Hey Kendall
Maybe an "All of the Above" button?
Some comments:
Gender Identity: To say I don't care would not be true, but after accepting my androgyny, it is not the most important thing in my life. Once the questions were answered and things started making a little sense, it is just something I accept...like the color of my eyes or the fact that I am no longer young...not much you can do about it.
Gender Biology: I am comfortable with my male body, but can envision some breast enhancement in the future.
Communication style: OK, this one is currently very important to me. I have decided to start developing a voice that works for either male or female. I'll keep everyone posted on how his goes.
Socially: I would like to reach the point where I can relate to people in the way that works best, be it as male, female or androgyne, and would love to eventually be able to switch easily, at will.
Clothing: I'm not as interested in dressing androgynically (is that a real word and did I use it correctly?) as being able to take the best of both genders and mixing them in interesting and attractive ways. Jeans and a T-shirt are pretty androgynic, but not really interesting or attractive. (OK, I admit that the right jeans can change that statement.)
Intimate Relationship: Who doesn't yearn for a relationship where they can be themselves without fear of rejection or reprisal?
Character: I don't care if I am acting as a male, female or androgyne...I tend to do all 3 at various times. I just try to be true to my feelings and respectful of others, (except when that jerk cuts me off on the freeway...Grrrr!!)
Values and Virtues: We're supposed to have these? Sheesh...I better study...quick!
Religion or Beliefs: I don't care whether they actively support my beliefs, as long as they accept them as genuine and don't condemn them.
Gender Roles: I tried to roll a gender once, but it kept tearing the papers...guess that's why they make pipes.

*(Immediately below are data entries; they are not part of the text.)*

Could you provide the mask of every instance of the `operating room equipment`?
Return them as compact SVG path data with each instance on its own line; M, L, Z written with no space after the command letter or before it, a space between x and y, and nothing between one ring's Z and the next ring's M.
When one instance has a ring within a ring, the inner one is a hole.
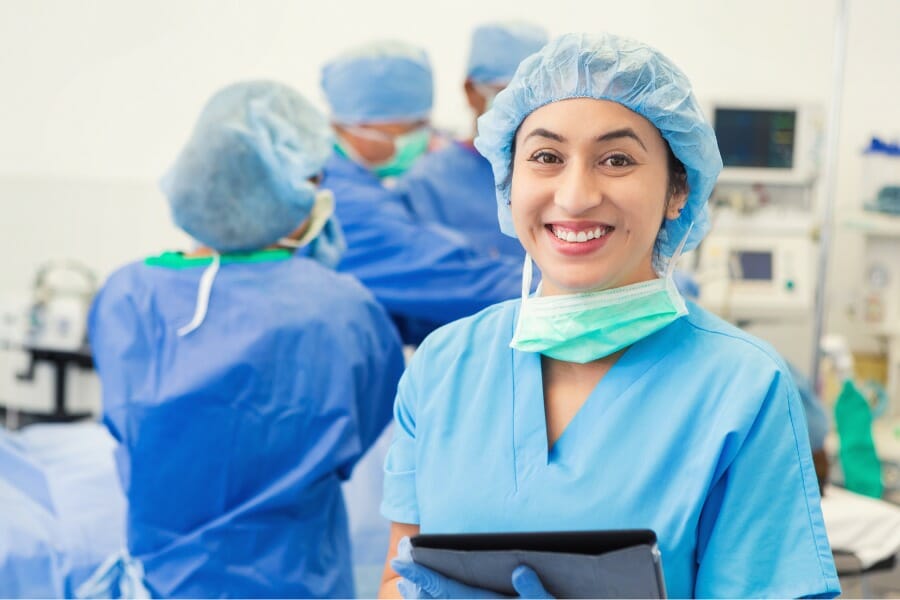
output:
M790 100L717 99L707 112L725 167L720 183L804 186L818 174L822 111Z
M900 215L900 143L873 137L863 153L863 206Z
M874 211L846 214L843 224L862 238L862 286L852 317L861 334L887 356L889 414L900 416L900 215ZM900 460L900 453L895 457Z
M699 302L808 373L821 108L746 99L707 106L724 168L710 199L714 226L693 256Z
M71 260L41 265L31 290L0 304L0 403L38 420L96 412L98 381L87 343L95 273Z

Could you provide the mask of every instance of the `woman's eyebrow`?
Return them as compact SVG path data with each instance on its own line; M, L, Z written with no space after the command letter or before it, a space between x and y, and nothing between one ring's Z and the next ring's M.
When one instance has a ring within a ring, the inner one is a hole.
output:
M525 139L523 139L522 141L524 142L528 138L532 138L535 136L548 138L548 139L551 139L556 142L565 142L566 141L566 138L564 138L563 136L559 135L558 133L553 133L552 131L550 131L548 129L544 129L543 127L538 127L537 129L533 130L531 133L526 135Z
M609 133L604 133L603 135L598 136L594 141L608 142L610 140L615 140L623 137L632 138L634 141L641 145L641 148L643 148L644 150L647 149L647 146L644 145L644 142L641 141L641 138L639 138L634 130L630 127L623 127L622 129L616 129L614 131L610 131Z

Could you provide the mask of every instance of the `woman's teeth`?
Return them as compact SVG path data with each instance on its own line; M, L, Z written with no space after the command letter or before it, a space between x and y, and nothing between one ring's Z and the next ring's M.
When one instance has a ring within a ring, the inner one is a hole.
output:
M589 240L596 239L598 237L603 237L607 233L612 230L612 227L595 227L594 229L581 230L578 232L572 231L571 229L564 229L562 227L557 227L555 225L550 226L550 231L553 232L553 235L558 237L564 242L587 242Z

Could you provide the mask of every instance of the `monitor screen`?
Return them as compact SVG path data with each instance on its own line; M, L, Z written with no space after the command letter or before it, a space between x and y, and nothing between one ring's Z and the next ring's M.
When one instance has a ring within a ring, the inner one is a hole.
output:
M797 112L716 108L719 152L726 167L792 169Z
M735 250L731 253L734 279L772 281L772 253Z

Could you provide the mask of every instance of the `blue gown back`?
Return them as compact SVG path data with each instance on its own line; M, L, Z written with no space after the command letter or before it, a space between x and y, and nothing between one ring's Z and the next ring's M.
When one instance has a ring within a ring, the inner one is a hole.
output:
M183 265L182 265L183 267ZM305 258L135 263L90 317L120 446L128 548L163 597L350 597L341 481L391 415L402 354L380 305Z

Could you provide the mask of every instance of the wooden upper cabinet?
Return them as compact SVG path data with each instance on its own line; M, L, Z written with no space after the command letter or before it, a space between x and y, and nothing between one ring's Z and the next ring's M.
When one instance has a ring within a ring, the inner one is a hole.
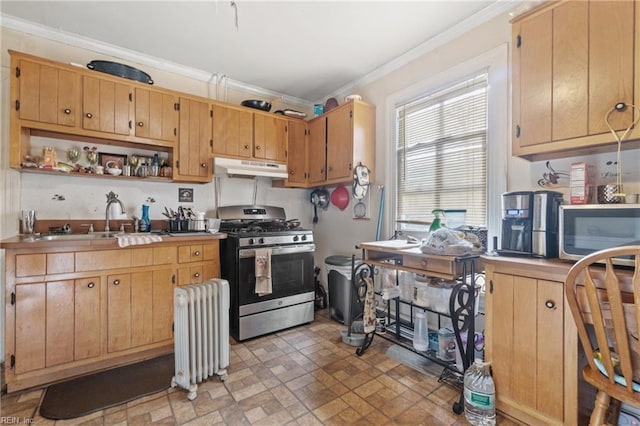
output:
M82 128L129 135L131 87L97 77L82 77Z
M262 160L287 161L287 119L253 115L253 156Z
M21 120L73 127L78 114L78 78L73 71L21 59L15 108Z
M211 109L208 103L180 98L180 139L174 180L211 181Z
M308 152L312 186L351 182L358 164L374 170L375 107L351 101L311 120Z
M307 123L289 120L288 123L287 170L289 177L285 186L302 186L307 183Z
M309 185L321 184L327 179L327 120L318 117L309 121L308 177Z
M213 105L214 155L251 158L253 155L253 114L239 108Z
M605 116L640 98L638 22L637 3L618 1L545 3L513 21L515 155L568 156L615 142ZM609 118L616 130L632 120L631 108Z
M136 88L135 134L141 138L178 140L178 97L156 90Z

Gender Behavior: Guilty. I do indeed behave in male, female and mixed behavior. I like it, and have no plans to change.
Politically: I would have to admit that my transgender status has caused me to be more liberal on certain social issues. Fiscally, I still think the government is too big and gets waaay too much of my money in taxes. Guess you could say I was Politically Androgynous too!
Educational: Not sure I ever would have read about or researched transgender issues and behavior if I wasn't one.
Literary: I've always enjoyed reading "guy stuff" and "girl stuff". Whether being an androgyne is responsible for that or not, I can't say.
Hobbies, sports, or interests: Interesting mix on this one too. Some activities I do appear to be predominately performed by men (golf, disc golf, fishing). Other activities tend to be performed more by females (baking, shopping). Funny, most of my female friends (contrary to stereotype) hate shopping, while I (born male) love it.
Thinking: What's that? It sounds dangerous...better not do it at work.

Being a little fluid (or maybe a lot), I find that I sometimes think and act feminine, on a rare occassion I am completely male and most of the time, I just am...whatever that may be.
Career: Not sure being an androgyne made much difference in my chosen career, but it does impact my employment. I allow myself to only go so far in expressing my androgyny and/or femininity at work.
Music, Movies, Entertainment: For some reason, I relate to the Crying Game much more than I did years ago. I also tend to seek out movies with transgendered themes, which I steadfastly avoided before accepting my androgyny.
Pronouns and Gender Referrences: Not important to me at all right now. Sometimes it bothers me, but it simply is not worth the effort of educating everyone...better to bang my head against a wall than try to teach a redneck to say zie.
Science: This is also a biggie for me. Understanding the physcial and psychological reasons for being transgendered will help push society to accept us. Besides, I've always been a geek, and science "floats my boat".